I was surprised when my new endocrinologist mentioned this idea. As a software developer, I would not trust a device like this - the risk is too high - although automating reporting and notification would be plausible for me. That said, I ran into another Type 1 at my gym - I noticed her by the Omnipod sensor on her arm - I was intrigued. I have used a Dexcom CGM, and before that used a Medtronic insulin pump for its CGM, and have often told myself that I would not use a pump until there were no more tubes. I guess that day is upon us.
I understand people holding this opinion. Loop, OpenAPS, and AndroidAPS are all experimental systems, not FDA approved, and anyone who builds one assumes all liability in their use. I have been using Loop for 21 months now. I feel that my risks were higher prior to my adoption of Loop. It does a great job of taking me safely through the night and dependably delivers wakeup blood glucose of 70-99 mg/dL.

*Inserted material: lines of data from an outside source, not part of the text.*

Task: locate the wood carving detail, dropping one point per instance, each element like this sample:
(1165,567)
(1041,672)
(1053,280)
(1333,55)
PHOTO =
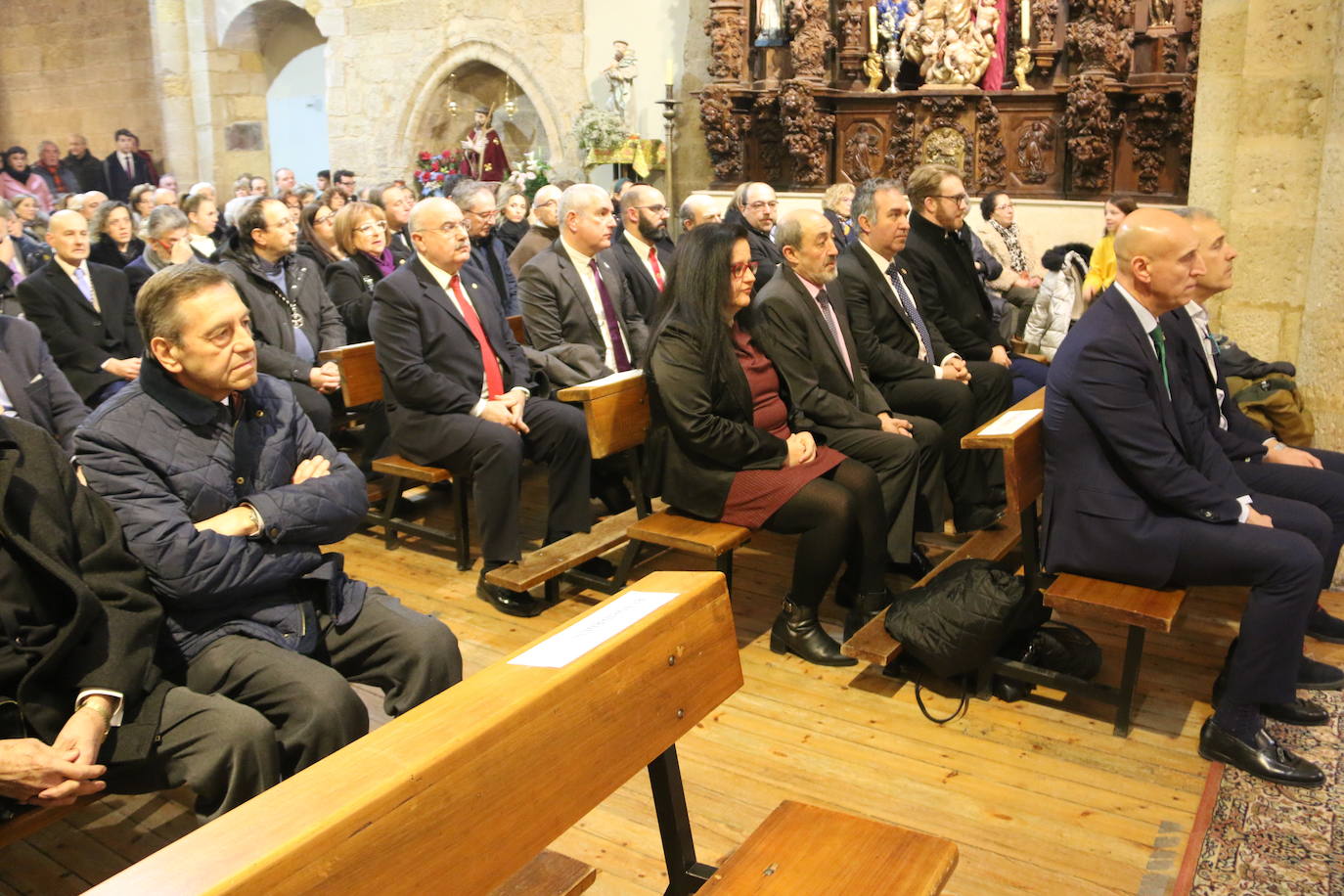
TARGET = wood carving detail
(989,165)
(722,133)
(807,132)
(809,22)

Since I starting using Loop, my time in range has significantly improved, time hypo reduced, and my overall BG average lowered to below 100. The open-source nature of these systems means many different people can examine the code for any flaws. I am impressed that other software developers have examine this code and have then placed their children on these systems. Meanwhile, millions of hours of use have been logged and the code is continuously being modified. Safety seems to be their highest priority.
Your skepticism is healthy and commercial FDA-approved systems will be available in the next few years.
Unhappily, in order to gain FDA approval, it seems that unrealistic goals and methods have to be built in… vis a vis the latest Medtronics 670g. Everything has to be safe for the lowest common denominator.